Critics of the idea refer to it as “packing the court,” and Biden has said previously in his presidential campaign that he is “not a fan” of the idea.

Biden initially repeated that line on Thursday during a town hall event hosted by ABC, but after moderator George Stephanopoulos pressed him, the former vice president went further.

Biden said his position on whether to add seats to the Supreme Court would depend heavily on how Republicans handled the current confirmation process for Judge Amy Coney Barrett to fill the seat left open by the death of Justice Ruth Bader Ginsburg. Senate Republicans are squeezing Barrett’s nomination, hearings and confirmation vote process, which typically takes months, into a matter of days in order to get it done before Election Day on Nov. 3.

Biden said he was looking to see whether “there’s actually real live debate on the floor, if people are really going to be able to have time to go through this” process thoroughly.

His position on adding justices, he said “depends on how much [Senate Republicans] rush this.”

“If they vote [on Barrett’s nomination] before the election, you are open to expanding the court?” Stephanopoulos asked.

“I’m open to considering what happens from that point on,” Biden replied.

“But don’t voters have a right to know” your position on this, Stephanopoulos responded.

“They do and they have a right to know where I stand before they vote,” said Biden.

“So, you’ll come out with a clear position before Election Day?” Stephanopoulos shot back.

“Yes,” Biden said. “It depends on how they handle this.”

Republicans are undertaking an unprecedented rush this fall to nominate, conduct hearings for and confirm the conservative Barrett to a lifetime appointment. It has caused a small but vocal minority of Democrats to embrace the idea that Biden, should he win the presidency, would be justified in responding to the Republicans’ drastic action on Coney Barrett with drastic actions of his own.

When several of Biden’s rivals in the 2020 Democratic primary called for adding seats to the Supreme Court, Biden said it was a “bad idea.”

The Constitution did not establish nine justices on the nation’s top court. Congress can pass a law to change the number of justices.

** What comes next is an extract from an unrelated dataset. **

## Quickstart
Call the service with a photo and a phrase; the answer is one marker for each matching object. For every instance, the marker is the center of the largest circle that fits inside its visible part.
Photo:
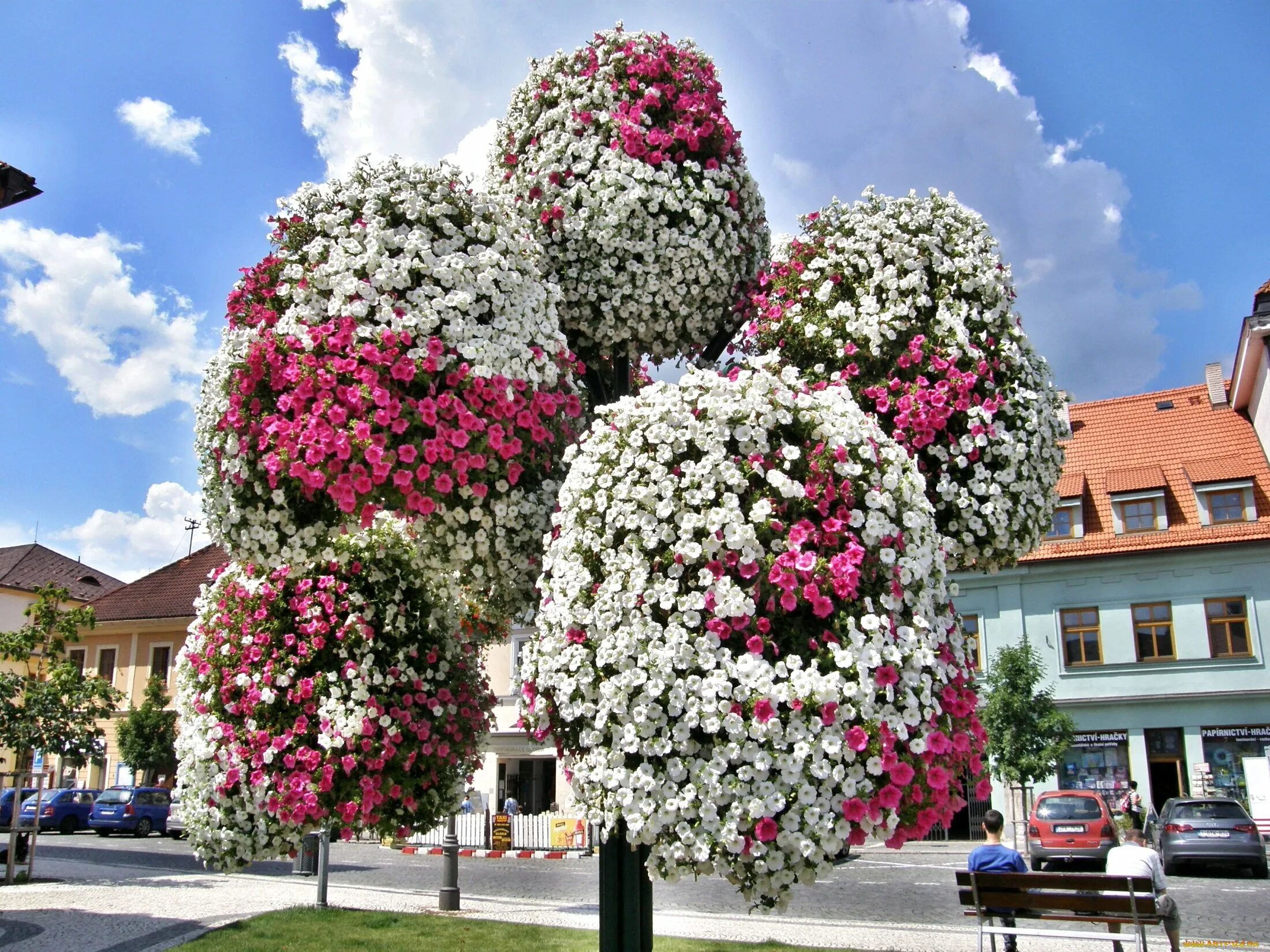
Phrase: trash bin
(307, 857)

The total has remained unchanged since 1869. President Franklin Roosevelt tried and failed to expand the court in the 1930s.

Packing the court would require unified Democratic control of the White House, House and Senate – not to mention widespread support within the party itself. Biden would need to defeat President Donald Trump, who had his own town hall Thursday night, and Democrats would have to flip at least a net three GOP-held Senate seats.

Democratic congressional leaders had previously not embraced the idea of court packing, but that showed signs of shifting in recent weeks.

In September, Senate Minority Leader Chuck Schumer opened the door both to expanding the Supreme Court and removing the legislative filibuster – which Democrats would likely need to do to pass legislation to remake the court.

“Nothing is off the table,” if Republicans move forward with filling Ginsburg’s seat, the New York Democrat said at the time.

Even so, it remains unclear whether Schumer, or a hypothetical President Biden, would be able to muster a majority of Democrats to back a Supreme Court expansion bill.